Multivariate decoding methods, such as multivoxel pattern analysis (MVPA), are highly effective at extracting information from brain imaging data. Yet, the precise nature of the information that MVPA draws upon remains controversial. Most current theories emphasize the enhanced sensitivity imparted by aggregating across voxels that have mixed and weak selectivity. However, beyond the selectivity of individual voxels, neural variability is correlated across voxels, and such noise correlations may contribute importantly to accurate decoding. Indeed, a recent computational theory proposed that noise correlations enhance multivariate decoding from heterogeneous neural populations. Here we extend this theory from the scale of neurons to functional magnetic resonance imaging (fMRI) and show that noise correlations between heterogeneous populations of voxels (i.e., voxels selective for different stimulus variables) contribute to the success of MVPA. Specifically, decoding performance is enhanced when voxels with high vs. low noise correlations (measured during rest or in the background of the task) are selected during classifier training.
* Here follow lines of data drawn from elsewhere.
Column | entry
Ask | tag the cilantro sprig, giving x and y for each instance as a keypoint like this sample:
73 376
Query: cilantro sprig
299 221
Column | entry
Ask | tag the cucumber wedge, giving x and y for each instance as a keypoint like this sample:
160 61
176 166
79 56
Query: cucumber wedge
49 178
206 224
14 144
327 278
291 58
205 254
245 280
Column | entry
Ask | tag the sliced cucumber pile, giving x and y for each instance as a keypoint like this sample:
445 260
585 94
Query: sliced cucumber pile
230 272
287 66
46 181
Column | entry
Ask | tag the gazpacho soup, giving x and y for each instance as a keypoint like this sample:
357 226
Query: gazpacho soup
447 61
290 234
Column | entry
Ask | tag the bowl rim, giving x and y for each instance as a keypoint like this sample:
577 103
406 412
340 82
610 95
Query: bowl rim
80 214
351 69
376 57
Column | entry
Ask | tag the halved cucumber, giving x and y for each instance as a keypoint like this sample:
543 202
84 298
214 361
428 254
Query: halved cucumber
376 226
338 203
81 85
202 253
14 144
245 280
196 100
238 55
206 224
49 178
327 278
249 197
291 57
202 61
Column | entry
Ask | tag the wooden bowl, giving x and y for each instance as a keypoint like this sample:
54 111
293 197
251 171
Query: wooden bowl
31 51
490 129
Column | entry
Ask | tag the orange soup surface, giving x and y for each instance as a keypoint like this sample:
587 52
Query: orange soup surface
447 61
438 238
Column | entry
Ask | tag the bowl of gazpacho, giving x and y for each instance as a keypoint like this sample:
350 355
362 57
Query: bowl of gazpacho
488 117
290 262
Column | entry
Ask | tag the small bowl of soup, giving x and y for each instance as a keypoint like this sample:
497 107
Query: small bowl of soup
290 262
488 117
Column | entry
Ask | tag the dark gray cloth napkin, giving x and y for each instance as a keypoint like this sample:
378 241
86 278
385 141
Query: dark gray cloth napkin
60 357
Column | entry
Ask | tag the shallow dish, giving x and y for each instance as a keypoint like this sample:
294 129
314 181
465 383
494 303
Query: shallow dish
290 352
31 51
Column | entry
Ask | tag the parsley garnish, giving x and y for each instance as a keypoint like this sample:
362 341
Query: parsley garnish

Conversely, voxels that are strongly selective for one class in a GLM or that receive high classification weights in MVPA tend to exhibit high noise correlations with voxels selective for the other class being discriminated against. Furthermore, we use simulations to show that this is a general property of fMRI data and that selectivity and noise correlations can have distinguishable influences on decoding. Taken together, our findings demonstrate that if there is signal in the data, the resulting above-chance classification accuracy is modulated by the magnitude of noise correlations. fMRI data used to carry out the analyses described in: Vikranth R. Bejjanki, Rava Azeredo da Silveira, Jonathan D. Cohen, & Nicholas B. Turk-Browne, "Noise correlations in the human brain and their impact on pattern classification". Includes data from 17 human participants, acquired with a 3T scanner (Siemens Skyra) using a 16-channel head coil. For each participant, data from two face/scene "localizer" runs, where participants were presented with blocks of face or scene stimuli interleaved with blank periods, and two "rest" runs, where participants passively viewed a central fixation point, is included. Further information is available in the dataset README file.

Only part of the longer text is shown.